AlexsLemonade / compendium-processing

A series of analyses related to refine.bio species compendia
BSD 3-Clause "New" or "Revised" License
0 stars 0 forks source link

cansav09/missingness #6

Closed cansavvy closed 6 years ago

cansavvy commented 6 years ago

The final table with all the info is the results/human_master_platform.csv If you want to see some of the data in graph form, that is also in the results section. Basically, you might want to check that the data you are looking for are here and in the form you are looking for. If that is not the case, let me know.

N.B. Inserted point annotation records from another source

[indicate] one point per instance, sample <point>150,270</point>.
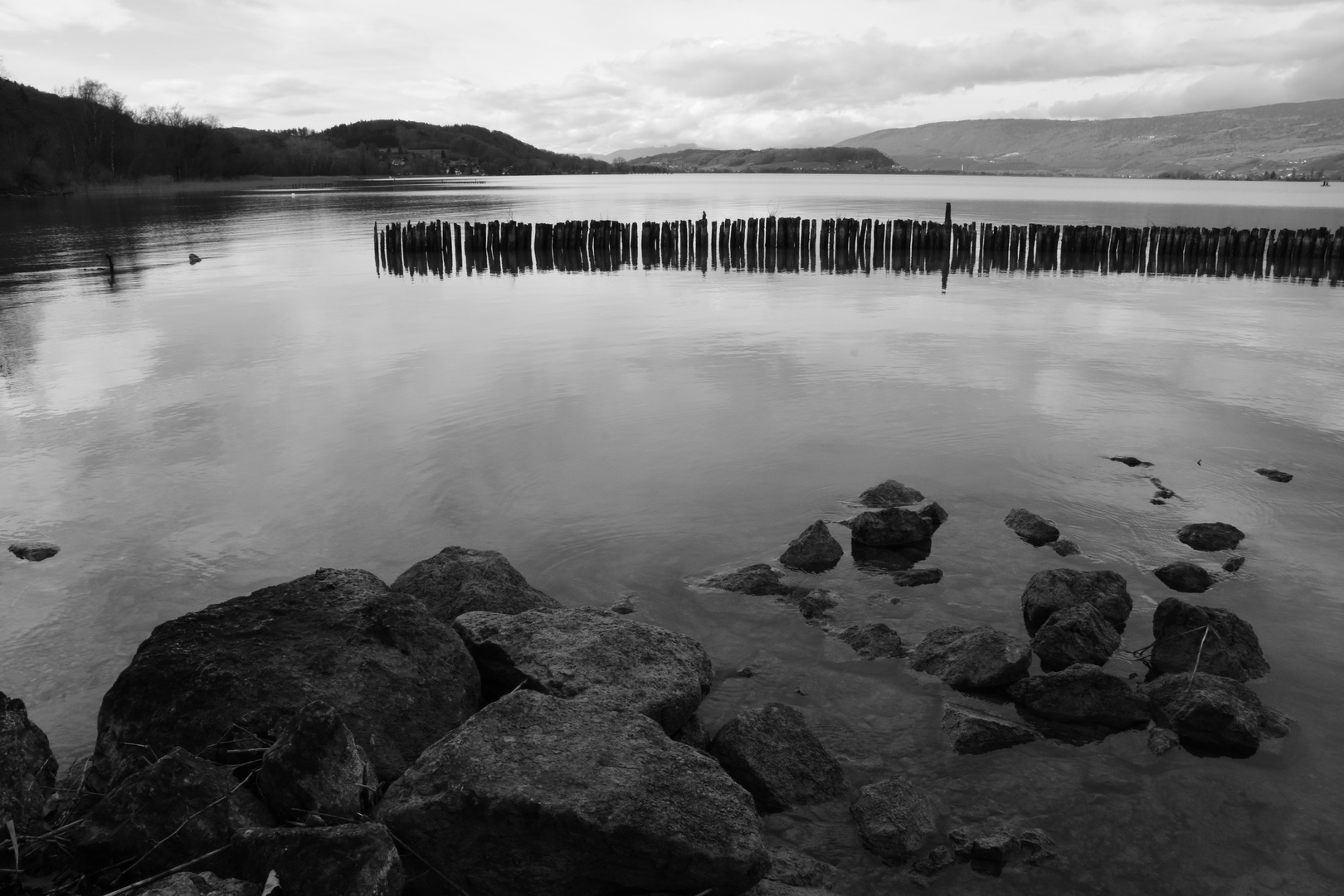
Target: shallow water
<point>192,433</point>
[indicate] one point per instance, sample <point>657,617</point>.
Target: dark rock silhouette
<point>590,655</point>
<point>1051,590</point>
<point>1218,640</point>
<point>813,551</point>
<point>459,581</point>
<point>609,804</point>
<point>1210,536</point>
<point>772,752</point>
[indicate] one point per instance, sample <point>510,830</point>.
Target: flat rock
<point>27,767</point>
<point>609,805</point>
<point>894,818</point>
<point>1030,527</point>
<point>873,641</point>
<point>316,772</point>
<point>593,655</point>
<point>1185,577</point>
<point>229,676</point>
<point>35,551</point>
<point>1066,547</point>
<point>1230,646</point>
<point>160,817</point>
<point>971,731</point>
<point>914,578</point>
<point>459,581</point>
<point>758,579</point>
<point>1213,713</point>
<point>1051,590</point>
<point>972,659</point>
<point>339,860</point>
<point>203,884</point>
<point>772,752</point>
<point>890,528</point>
<point>1082,694</point>
<point>1074,635</point>
<point>813,551</point>
<point>889,494</point>
<point>1210,536</point>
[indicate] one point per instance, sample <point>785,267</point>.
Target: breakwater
<point>851,246</point>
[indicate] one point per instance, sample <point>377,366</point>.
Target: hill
<point>1303,139</point>
<point>819,158</point>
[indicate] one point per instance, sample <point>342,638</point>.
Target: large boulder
<point>1074,635</point>
<point>889,494</point>
<point>340,860</point>
<point>459,581</point>
<point>314,772</point>
<point>972,659</point>
<point>1185,577</point>
<point>873,640</point>
<point>1030,527</point>
<point>1082,694</point>
<point>894,818</point>
<point>971,731</point>
<point>772,752</point>
<point>552,796</point>
<point>1215,640</point>
<point>226,679</point>
<point>890,528</point>
<point>758,579</point>
<point>27,767</point>
<point>1051,590</point>
<point>594,655</point>
<point>175,811</point>
<point>1210,536</point>
<point>813,551</point>
<point>1213,713</point>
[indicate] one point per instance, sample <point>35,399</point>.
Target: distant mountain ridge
<point>1285,137</point>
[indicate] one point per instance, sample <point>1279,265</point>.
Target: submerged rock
<point>813,551</point>
<point>27,767</point>
<point>890,528</point>
<point>593,655</point>
<point>914,578</point>
<point>894,818</point>
<point>1230,646</point>
<point>316,768</point>
<point>1185,577</point>
<point>1082,694</point>
<point>342,860</point>
<point>1051,590</point>
<point>971,731</point>
<point>1213,712</point>
<point>1031,528</point>
<point>229,676</point>
<point>609,804</point>
<point>1210,536</point>
<point>35,551</point>
<point>175,811</point>
<point>772,752</point>
<point>873,641</point>
<point>1074,635</point>
<point>890,494</point>
<point>972,659</point>
<point>757,579</point>
<point>459,581</point>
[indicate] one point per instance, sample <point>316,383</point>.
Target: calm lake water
<point>194,433</point>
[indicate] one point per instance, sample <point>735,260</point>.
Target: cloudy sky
<point>602,75</point>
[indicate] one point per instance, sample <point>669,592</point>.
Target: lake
<point>191,433</point>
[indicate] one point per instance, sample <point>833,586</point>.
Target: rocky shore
<point>463,733</point>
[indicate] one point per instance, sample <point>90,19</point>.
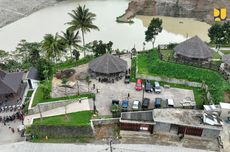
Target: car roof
<point>125,101</point>
<point>136,101</point>
<point>170,101</point>
<point>156,83</point>
<point>139,80</point>
<point>146,99</point>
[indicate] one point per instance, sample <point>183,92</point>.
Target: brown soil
<point>106,131</point>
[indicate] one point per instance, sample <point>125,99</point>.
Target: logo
<point>220,14</point>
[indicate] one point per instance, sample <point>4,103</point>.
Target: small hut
<point>108,67</point>
<point>193,50</point>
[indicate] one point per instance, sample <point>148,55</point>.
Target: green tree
<point>45,68</point>
<point>71,39</point>
<point>216,34</point>
<point>3,54</point>
<point>76,54</point>
<point>82,19</point>
<point>53,46</point>
<point>226,30</point>
<point>87,79</point>
<point>154,28</point>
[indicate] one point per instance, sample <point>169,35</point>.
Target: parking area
<point>119,91</point>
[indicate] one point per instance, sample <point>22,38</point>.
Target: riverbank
<point>12,10</point>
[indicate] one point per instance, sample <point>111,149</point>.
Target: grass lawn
<point>216,56</point>
<point>198,92</point>
<point>81,118</point>
<point>73,63</point>
<point>133,70</point>
<point>39,97</point>
<point>226,51</point>
<point>167,54</point>
<point>150,64</point>
<point>29,93</point>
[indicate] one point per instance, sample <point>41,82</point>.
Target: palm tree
<point>53,46</point>
<point>82,19</point>
<point>71,39</point>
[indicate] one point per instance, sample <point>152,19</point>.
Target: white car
<point>157,87</point>
<point>170,102</point>
<point>136,105</point>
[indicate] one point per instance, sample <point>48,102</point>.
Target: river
<point>124,36</point>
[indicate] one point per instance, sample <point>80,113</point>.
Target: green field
<point>226,51</point>
<point>150,64</point>
<point>81,118</point>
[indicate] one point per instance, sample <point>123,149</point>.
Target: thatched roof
<point>108,64</point>
<point>194,48</point>
<point>226,59</point>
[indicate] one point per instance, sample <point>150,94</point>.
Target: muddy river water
<point>124,36</point>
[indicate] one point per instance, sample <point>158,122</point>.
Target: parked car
<point>158,102</point>
<point>138,86</point>
<point>148,86</point>
<point>136,105</point>
<point>127,78</point>
<point>145,103</point>
<point>115,102</point>
<point>115,106</point>
<point>157,87</point>
<point>170,102</point>
<point>125,105</point>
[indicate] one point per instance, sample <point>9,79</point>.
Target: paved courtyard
<point>7,136</point>
<point>119,90</point>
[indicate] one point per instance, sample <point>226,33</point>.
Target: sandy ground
<point>12,10</point>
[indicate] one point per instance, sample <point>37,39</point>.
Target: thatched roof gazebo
<point>193,49</point>
<point>108,66</point>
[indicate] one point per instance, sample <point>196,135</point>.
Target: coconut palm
<point>53,46</point>
<point>71,39</point>
<point>82,19</point>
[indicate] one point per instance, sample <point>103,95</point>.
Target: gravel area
<point>12,10</point>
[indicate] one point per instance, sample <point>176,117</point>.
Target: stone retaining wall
<point>51,131</point>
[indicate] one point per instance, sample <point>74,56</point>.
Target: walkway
<point>225,137</point>
<point>41,147</point>
<point>73,107</point>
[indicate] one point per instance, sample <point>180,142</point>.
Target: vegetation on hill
<point>150,64</point>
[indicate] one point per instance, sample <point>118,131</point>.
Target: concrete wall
<point>61,131</point>
<point>210,133</point>
<point>162,127</point>
<point>97,122</point>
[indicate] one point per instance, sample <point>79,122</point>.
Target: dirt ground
<point>105,132</point>
<point>118,90</point>
<point>131,137</point>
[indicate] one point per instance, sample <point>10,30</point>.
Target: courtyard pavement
<point>70,108</point>
<point>7,136</point>
<point>41,147</point>
<point>119,90</point>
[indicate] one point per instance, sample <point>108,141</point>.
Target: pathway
<point>73,107</point>
<point>41,147</point>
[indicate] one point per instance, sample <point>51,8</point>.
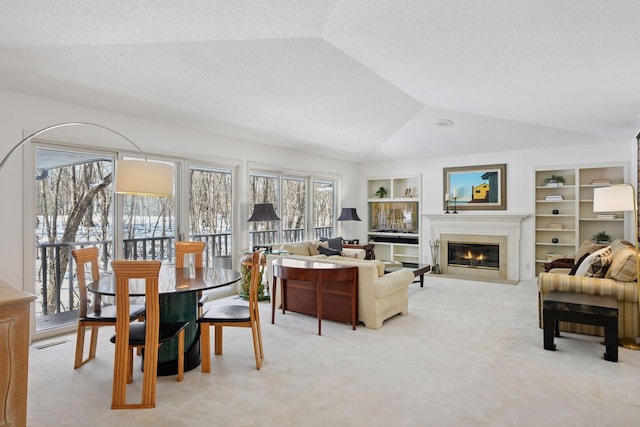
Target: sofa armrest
<point>392,282</point>
<point>623,291</point>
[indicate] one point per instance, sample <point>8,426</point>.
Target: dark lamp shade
<point>263,212</point>
<point>349,214</point>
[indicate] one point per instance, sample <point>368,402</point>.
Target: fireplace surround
<point>502,230</point>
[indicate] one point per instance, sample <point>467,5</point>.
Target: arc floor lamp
<point>621,198</point>
<point>131,176</point>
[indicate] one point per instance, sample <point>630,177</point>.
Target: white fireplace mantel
<point>494,224</point>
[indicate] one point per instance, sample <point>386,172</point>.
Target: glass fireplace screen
<point>474,255</point>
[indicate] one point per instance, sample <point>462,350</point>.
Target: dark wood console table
<point>325,290</point>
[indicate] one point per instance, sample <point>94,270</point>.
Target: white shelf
<point>577,217</point>
<point>395,211</point>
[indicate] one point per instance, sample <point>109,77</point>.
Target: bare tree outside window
<point>294,209</point>
<point>210,211</point>
<point>323,208</point>
<point>263,189</point>
<point>73,208</point>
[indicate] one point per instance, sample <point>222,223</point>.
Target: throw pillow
<point>313,248</point>
<point>623,264</point>
<point>327,251</point>
<point>335,243</point>
<point>600,265</point>
<point>588,247</point>
<point>577,264</point>
<point>586,264</point>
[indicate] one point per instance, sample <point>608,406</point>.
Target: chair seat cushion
<point>226,313</point>
<point>137,330</point>
<point>108,313</point>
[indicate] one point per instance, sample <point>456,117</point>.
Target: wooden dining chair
<point>150,334</point>
<point>95,315</point>
<point>184,249</point>
<point>233,315</point>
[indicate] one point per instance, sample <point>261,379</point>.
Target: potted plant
<point>601,237</point>
<point>554,181</point>
<point>381,192</point>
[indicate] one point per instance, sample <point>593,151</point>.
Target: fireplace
<point>473,255</point>
<point>498,233</point>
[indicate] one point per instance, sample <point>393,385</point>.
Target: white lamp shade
<point>614,198</point>
<point>144,178</point>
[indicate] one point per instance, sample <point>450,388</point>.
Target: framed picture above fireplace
<point>475,187</point>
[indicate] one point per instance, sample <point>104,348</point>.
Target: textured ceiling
<point>359,79</point>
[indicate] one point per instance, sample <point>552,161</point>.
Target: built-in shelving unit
<point>564,216</point>
<point>393,220</point>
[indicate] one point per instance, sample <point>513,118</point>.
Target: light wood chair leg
<point>205,347</point>
<point>218,340</point>
<point>130,371</point>
<point>94,342</point>
<point>79,346</point>
<point>257,345</point>
<point>181,355</point>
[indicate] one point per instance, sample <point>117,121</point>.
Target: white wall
<point>520,165</point>
<point>21,115</point>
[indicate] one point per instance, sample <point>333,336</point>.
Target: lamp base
<point>629,343</point>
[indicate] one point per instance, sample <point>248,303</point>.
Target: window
<point>210,212</point>
<point>304,215</point>
<point>148,227</point>
<point>323,209</point>
<point>73,208</point>
<point>294,209</point>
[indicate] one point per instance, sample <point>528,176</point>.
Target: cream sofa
<point>619,281</point>
<point>380,296</point>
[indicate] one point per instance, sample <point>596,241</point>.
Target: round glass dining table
<point>178,293</point>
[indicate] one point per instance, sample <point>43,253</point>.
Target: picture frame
<point>481,187</point>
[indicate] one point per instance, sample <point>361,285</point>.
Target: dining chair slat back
<point>129,335</point>
<point>95,316</point>
<point>183,250</point>
<point>234,315</point>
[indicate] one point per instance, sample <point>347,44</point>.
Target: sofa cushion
<point>334,243</point>
<point>379,264</point>
<point>323,250</point>
<point>585,266</point>
<point>577,264</point>
<point>623,262</point>
<point>297,248</point>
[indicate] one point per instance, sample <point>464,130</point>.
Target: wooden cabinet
<point>393,217</point>
<point>325,290</point>
<point>14,354</point>
<point>564,216</point>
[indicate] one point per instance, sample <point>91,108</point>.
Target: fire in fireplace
<point>474,255</point>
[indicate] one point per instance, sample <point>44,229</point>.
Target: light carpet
<point>467,354</point>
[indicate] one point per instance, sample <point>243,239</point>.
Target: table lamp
<point>348,214</point>
<point>131,176</point>
<point>616,198</point>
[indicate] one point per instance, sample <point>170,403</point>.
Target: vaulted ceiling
<point>362,80</point>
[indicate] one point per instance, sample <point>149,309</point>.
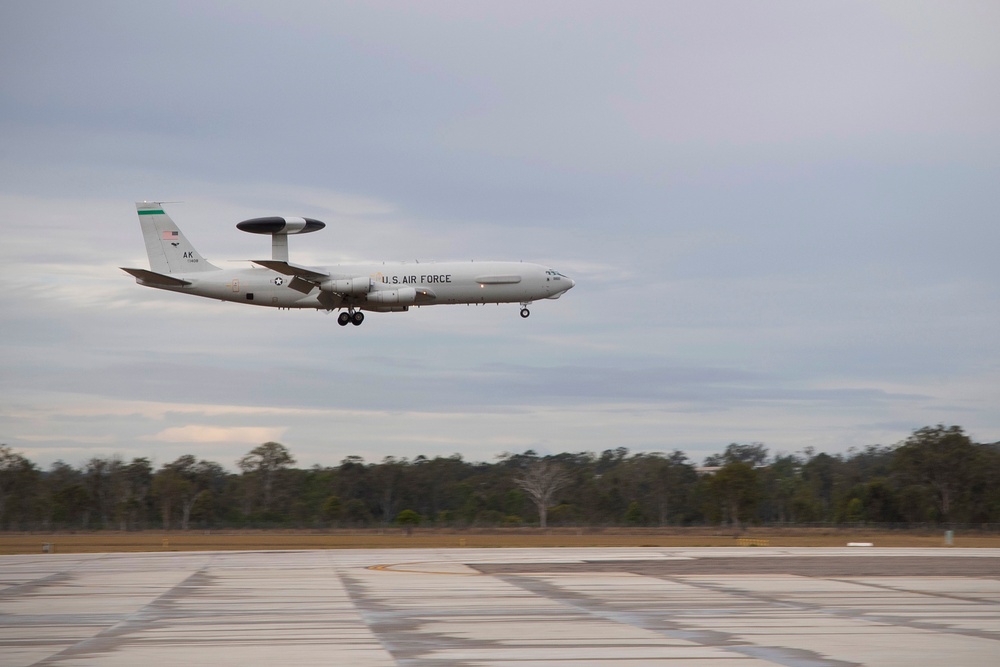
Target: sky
<point>781,217</point>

The RNA-seq numbers are based on genes that are detectable in 70% of cases. (Excluded genes that had zeroes in 30% or more).

I've tried to make it so the whole thing doesn't need to be run if you just want to change some things about the results table, hence why things are saved as Rdata at the end of the scripts.

The most janky part of the script is at the very end of combine_data.R where I match the illumina chips to their respective annotation versions. There's probably a more elegant way to do this, I did a way that works.

cansavvy commented 6 years ago

I think I've addressed all your comments in one way or another. So, whenever you have a chance, if you wanna take another look at this and see what you think, that'd be great.

jaclyn-taroni commented 6 years ago

I am about to go back through this line by line @cansav09. There are a few of things that jump out at me that I think should be addressed:

This is also probably a good spot to start working on your ggplot2 skills, but I think that's beyond the scope of this PR.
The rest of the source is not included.